Is UBI for health affordable?

The most significant opposition to UBI is summarised by Martinelli’s (2017, 43) claim that ‘an affordable basic income would be inadequate, and an adequate basic income would be unaffordable’. However, we have argued (Johnson, et al. 2020) that this assessment neglects the potential economic impact of a successful upstream intervention on health. We use dynamic modelling to assess the costs and returns on investment using the modelled health impacts of the UBI schemes in WP2. Dynamic modelling is essential as the pathways to impact suggest that larger transfers offer larger returns and that a scheme sufficient to assure unconditional satisfaction of need offers qualitatively distinct benefits by virtue of stress reduction.

First, we calculate the monetised health impact of UBI schemes using the modelled impacts on NCDs and CDs produced as part of our work on evaluating UBI’s impact on health. This allows for a NICE-endorsed cost-benefit analysis (CBA) to quantify the level of return for a given level of investment (Park, Jit & Wu 2018) over a period of 5, 10 and 20 years to act as a decision-making tool for policymakers (Brent 2013). The direct benefits of UBI on health include all medical costs/health service costs avoided due to reduced levels of disease (e.g. NCDs triggered through stress) derived from NHS reference cost data provided by NHS England and NHS Improvement (2020), comprising the average unit cost of providing defined services to NHS patients and costs based on specific interactions between patients and providers related to their healthcare activity. Monetisation of indirect benefits (i.e. social welfare in terms of individuals’ willingness-to-pay (WTP)) is achieved via combination of the quality-adjusted life-year (QALY) monetisation (QM) approach and the production-based approach. Individual WTP in monetary terms for an additional QALY gained is estimated via Shiroiwa et al. (2010) and the production-based approach assesses the indirect UBI benefits related to productivity loss averted because of decreased levels of mortality and morbidity. This case considers health as human capital rather than as intrinsic value. Cumulative income loss is estimated for the period of sickness (workplace absenteeism), and income losses due to premature death could be calculated using data on population-stratified employment rates and mean incomes from the Office for National Statistics. (HM Revenue & Customs 2020b; ONS 2018a; ONS 2020b).

Second, we model the initial costs of the three UBI schemes derived from WP1 by entering RF’s monetised data into the Landman Economics tax-transfer model (TTM). This micro-simulation model of the tax-benefit system was originally developed for the Institute for Public Policy Research and is also used by the Joseph Rowntree Foundation. The TTM uses data from the Family Resources Survey (FRS) to analyse the impact of direct taxes, benefits and data from the Living Costs and Food Survey (LCF) to model the impact of indirect taxes. The information in the FRS allows payments of direct taxes and receipts of benefits, tax credits and/or Universal Credit to be modelled for each household in the FRS using either the current tax-benefit system in place at the moment, or an alternative system of the user’s choice. The TTM is used to estimate the immediate, static ‘first-round’ impact of each of the three UBI options on individual and household net incomes in the UK. The outputs from the analysis includes: gross costs (overall UBI payments); costs net of reduction in other benefit/tax credit/Universal Credit payments; distributional impacts by income decile and other household characteristics; impact on poverty rates and winners and losers by position in the income distribution.

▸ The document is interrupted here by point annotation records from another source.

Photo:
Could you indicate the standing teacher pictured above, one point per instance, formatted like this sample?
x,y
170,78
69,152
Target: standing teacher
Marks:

Third, we model the overall monetised economic returns on investment from those schemes by repeating the modelling to include the dynamic impacts at 5, 10 and 20 years to reflect data from RF on savings from lower sickness levels, lower levels of spending on national health, and the wider employment impact. As per Johnson, et al. (2020) Fig 2. these additional round impacts are factored back into the TTM, altering the modelled health and fiscal impacts of each of the UBI options.

Figure 2. Method by which financial viability is established with regard to health impact

Fourth, we evaluate fiscal strategies, through tax and governmental reform, to fill funding gaps over short, medium and long-term periods. We develop a fiscal strategy by applying health and wellbeing as a criterion to analysis of a range of options, including: raising the rate of corporation tax; reducing the number and cost of tax reliefs; a phased reduction in financial support to home owners and private landlords (£8bn a year); extending NICs to those over 65; raising the revenue yield from the new digital services tax on big technology companies; reversing the freeze in fuel excise duties since 2010 (raising £9bn); new levies on certain forms of privately owned wealth which currently stands at some £14tr, some 7 times the size of national income, and introducing higher rates on existing eco-taxes. Such fiscal options are assessed through the TTM to establish economic impact. This impact is then be fed back into a health microsimulation modelling to establish health impact, which is then monetised and fed back into Landman’s TTM modelling to determine a final framework for funding.